RE: Belief in white Jesus linked to racism
March 26, 2021 at 7:04 am
(This post was last modified: March 26, 2021 at 7:06 am by Fake Messiah.)
(March 26, 2021 at 6:12 am)Belacqua Wrote: There is an enormous amount of data available, in the form of the books they wrote, the art and music they made. The detailed debates were well recorded.
If one doesn't have an extensive knowledge of this, it wouldn't make much sense to issue pronouncements on what everybody thought.
It's a specialized subject with its own history and vocabulary. For example, when Augustine says that we should read a passage "literally," he means that we should read it in the sense that the original author intended. That means that if the original author intended a sentence to be a metaphor, then the literal reading is metaphorical.
Just the opposite. Such a claim can be made only by those who haven’t read these theologians or are dedicated to whitewashing church history.

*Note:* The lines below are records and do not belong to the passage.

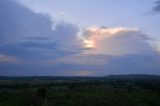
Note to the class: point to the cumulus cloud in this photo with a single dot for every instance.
(30, 35)
(156, 8)
(115, 41)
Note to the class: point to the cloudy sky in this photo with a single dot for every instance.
(79, 37)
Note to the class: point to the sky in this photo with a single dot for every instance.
(79, 37)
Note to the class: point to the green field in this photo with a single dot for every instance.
(81, 91)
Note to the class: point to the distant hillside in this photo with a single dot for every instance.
(129, 77)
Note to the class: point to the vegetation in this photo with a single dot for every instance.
(129, 90)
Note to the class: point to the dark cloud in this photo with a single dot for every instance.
(156, 8)
(26, 34)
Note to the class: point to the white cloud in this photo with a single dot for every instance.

Augustine of Hippo, who commented extensively on Genesis, was quite explicit that the text, though it had a spiritual message, was based on historical events: The narrative indeed in these books is not cast in the figurative kind of language you find in the Song of Songs, but quite simply tells of things that happened, as in the books of the Kingdoms and others like them. But there are things being said with which ordinary human life has made us quite familiar, and so it is not difficult, indeed, it is the obvious thing to do, to take them first in the literal sense, and then chisel out from them what future realities the actual events described may figuratively stand for.
https://www.kolbecenter.org/st-augustine...f-genesis/
Augustine was also a literalist about many things later refuted by science: a young Earth, instantaneous creation, the historical reality of Adam and Eve, paradise, and Noah and his Ark.
Thomas Aquinas, for instance, emphasized that if there was a conflict between metaphorical and literal interpretations of the Bible, literalism must win. Here, for example, is Aquinas discussing the reality of paradise, the abode of Adam and Eve, in Summa Theologica wrote:
“Nothing prevents us from holding, within proper limits, a spiritual paradise; so long as we believe in the truth of the events narrated as having there occurred.” For whatever Scripture tells us about paradise is set down as matter of history; and wherever Scripture makes use of this method, we must hold to the historical truth of the narrative as a foundation of whatever spiritual explanation we may offer.
Aquinas believed not only in paradise, but also in the instantaneous creation of species and of Adam and Eve as humanity’s ancestors, as well as in a young Earth, and the literal existence of Noah and his great flood.
I could go on, but two more examples will suffice. The Protestant reformer John Calvin believed in the virginity of Mary, a historical Adam and Eve, and a literal hell. Like Aquinas, he also believed that heretics should be killed.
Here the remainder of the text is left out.